Open Access, Peer-reviewed
pISSN 2288-2405
eISSN 2288-2413
    Brain Tumor Res Treat. 2022 Jul;10(3):135-143. English.
    Published online Jul 28, 2022.
    https://doi.org/10.14791/btrt.2022.0010
    Copyright © 2022 The Korean Brain Tumor Society, The Korean Society for Neuro-Oncology, and The Korean Society for Pediatric Neuro-Oncology
    Review

    Cytomegalovirus-Specific Immunotherapy for Glioblastoma Treatments

    Jaehyun Ahn,1,* Christopher Shin,1,* Yeo Song Kim,2 Jae-Sung Park,2 Sin-Soo Jeun,2 and Stephen Ahn2
      • 1College of Medicine, The Catholic University of Korea, Seoul, Korea.
      • 2Department of Neurosurgery, Seoul St.
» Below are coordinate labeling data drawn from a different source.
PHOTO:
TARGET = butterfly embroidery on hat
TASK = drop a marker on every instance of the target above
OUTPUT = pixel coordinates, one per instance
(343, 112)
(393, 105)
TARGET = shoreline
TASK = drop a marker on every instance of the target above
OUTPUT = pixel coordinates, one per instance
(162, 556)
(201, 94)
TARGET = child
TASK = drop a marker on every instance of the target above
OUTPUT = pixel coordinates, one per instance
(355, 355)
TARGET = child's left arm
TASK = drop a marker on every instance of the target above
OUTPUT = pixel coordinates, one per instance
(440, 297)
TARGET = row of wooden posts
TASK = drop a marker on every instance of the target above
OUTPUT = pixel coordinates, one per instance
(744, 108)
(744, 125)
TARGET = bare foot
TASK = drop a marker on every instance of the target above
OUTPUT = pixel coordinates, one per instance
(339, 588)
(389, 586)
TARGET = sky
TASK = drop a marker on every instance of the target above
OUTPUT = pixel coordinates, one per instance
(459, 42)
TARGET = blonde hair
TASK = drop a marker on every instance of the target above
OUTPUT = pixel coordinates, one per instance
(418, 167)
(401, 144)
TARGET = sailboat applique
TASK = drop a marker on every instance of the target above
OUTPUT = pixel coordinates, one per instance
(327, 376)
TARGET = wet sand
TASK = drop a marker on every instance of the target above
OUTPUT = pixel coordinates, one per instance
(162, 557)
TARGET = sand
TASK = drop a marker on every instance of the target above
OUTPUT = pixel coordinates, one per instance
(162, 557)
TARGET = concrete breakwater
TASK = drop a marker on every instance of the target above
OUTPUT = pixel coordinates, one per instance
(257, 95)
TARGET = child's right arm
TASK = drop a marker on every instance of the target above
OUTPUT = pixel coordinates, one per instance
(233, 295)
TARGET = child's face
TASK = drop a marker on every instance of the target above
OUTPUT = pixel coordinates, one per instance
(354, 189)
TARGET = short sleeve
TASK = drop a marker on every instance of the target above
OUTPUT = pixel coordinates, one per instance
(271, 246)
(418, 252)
Mary’s Hospital, College of Medicine, The Catholic University of Korea, Seoul, Korea.
    • Correspondence: Stephen Ahn. Department of Neurosurgery, Seoul St. Mary’s Hospital, College of Medicine, The Catholic University of Korea, 222 Banpodae-ro, Seocho-gu, Seoul 06591, Korea. Tel: +82-2-2258-7535, Fax: +82-2-2258-1853, Email: nsstp@catholic.ac.kr

      *Jaehyun Ahn and Christopher Shin are contributed equally to this work.
    Received March 14, 2022; Revised May 25, 2022; Accepted June 15, 2022.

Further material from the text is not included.